Understanding a paper combining cross section with time series in finance I am reading a paper to do with reversal signals in finance. (Apologies I am not allowed to share the actual paper.)
In the paper it says it does monthly cross sectional regressions and collects the time series of the regression coefficients over time, and finally conducts statistical tests on the time series of regression coefficients.
The regression is 
$$ r_{i,t} = b_{0,t} + b_{1,t}reversal_{i,t} + e_{i,t} $$ 
where $r_{i,t}$ is the return of stock $i$ at time $t$, $reversal_{i,t}$ is the past one month return of stock $i$ at time $t$, and $e_{i,t}$ is the residual.
There are approx. 1000 stocks at each time interval. The time interval is monthly, the data spans 1990 to 2010 (240 months).
Then a table is shown like below (I've rounded the numbers etc.)
                  estimate      std. error      t value      
intercept         0.02          0.003           3.2
reversal         -0.01          0.005          -2.7

Questions:


*

*Am I right to believe they run all the monthly cross sectional regressions and then take the mean of the coefficients, or is there more to it than this?

*I would like to know how they got to these numbers. Did they simply take the average on the 240 estimate and standard errors they had for each regression? 

 A: There is a procedure called Fama-Macbeth regression where something similar is done. Basically you have information for companies trough time and you want to make inference on some indicators that use some sample period to be computed. As this is done usually with overlapping windows some auto correlation is inserted in the constructed indicators. The procedure aims to take (correct) this into account.
See this answer and the OP for more information.
A: Your precise questions:
Assuming they did standard stuff:


*

*Yes, their overall estimate would be the time series average of regression coefficients estimates for each time period.
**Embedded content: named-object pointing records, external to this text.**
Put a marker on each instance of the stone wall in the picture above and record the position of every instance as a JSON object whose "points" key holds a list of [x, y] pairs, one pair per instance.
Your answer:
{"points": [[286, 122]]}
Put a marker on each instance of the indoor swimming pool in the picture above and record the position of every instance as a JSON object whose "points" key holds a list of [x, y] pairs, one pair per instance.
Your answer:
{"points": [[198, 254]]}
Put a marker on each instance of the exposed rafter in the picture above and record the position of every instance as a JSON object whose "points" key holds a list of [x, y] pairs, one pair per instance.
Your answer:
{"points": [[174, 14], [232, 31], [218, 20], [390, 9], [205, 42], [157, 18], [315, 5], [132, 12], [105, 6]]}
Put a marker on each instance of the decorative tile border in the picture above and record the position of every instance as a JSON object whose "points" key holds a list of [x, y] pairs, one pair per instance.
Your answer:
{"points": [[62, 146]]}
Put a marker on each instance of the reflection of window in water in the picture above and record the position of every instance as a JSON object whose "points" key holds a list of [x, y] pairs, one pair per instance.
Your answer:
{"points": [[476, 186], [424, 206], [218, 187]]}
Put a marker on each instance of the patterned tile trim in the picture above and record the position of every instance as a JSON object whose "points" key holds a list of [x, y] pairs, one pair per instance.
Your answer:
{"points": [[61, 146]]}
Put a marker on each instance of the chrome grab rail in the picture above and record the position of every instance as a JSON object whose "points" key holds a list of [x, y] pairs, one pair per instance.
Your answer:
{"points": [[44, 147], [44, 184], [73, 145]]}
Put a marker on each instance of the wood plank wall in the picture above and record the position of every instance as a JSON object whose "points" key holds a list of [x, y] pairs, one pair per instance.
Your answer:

*The standard error of this estimate is not the time series average of the regression standard errors, you don't use them at all! Instead, read my full answer to see how you compute standard errors for the Fama-Macbeth procedure.


Background:
Two stylized facts about stock market returns:


*

*There's huge cross-sectional correlation. If Home Depot goes up, probably so does Lowes. In fact, probably so do seemingly unrelated stocks like Intel. Control for industry, region etc... and residuals are still cross-sectionally correlated.

*There's little autocorrelation (i.e. there's little correlation in returns over time).


Implications for analyzing Panel Data:
When running some panel regression:
$$ r_{i,t} = {\mathbf{x}}_{i,t} \cdot {\bf{b}} + \epsilon_{i,t}$$
The $\epsilon_{i,t}$ are generally assumed to be independent across time (and that's pretty much OK), but if you don't take into account cross-sectional correlation within a time period ($E[\epsilon_{i,t} \epsilon_{j,t}] \neq 0$), your standard errors will be horribly wrong!
Two general approaches to account for cross-sectional correlation:


*

*Cluster standard errors by time.

*Fama-Macbeth procedure (at first seems odd but once you think about it, it's incredibly intuitive).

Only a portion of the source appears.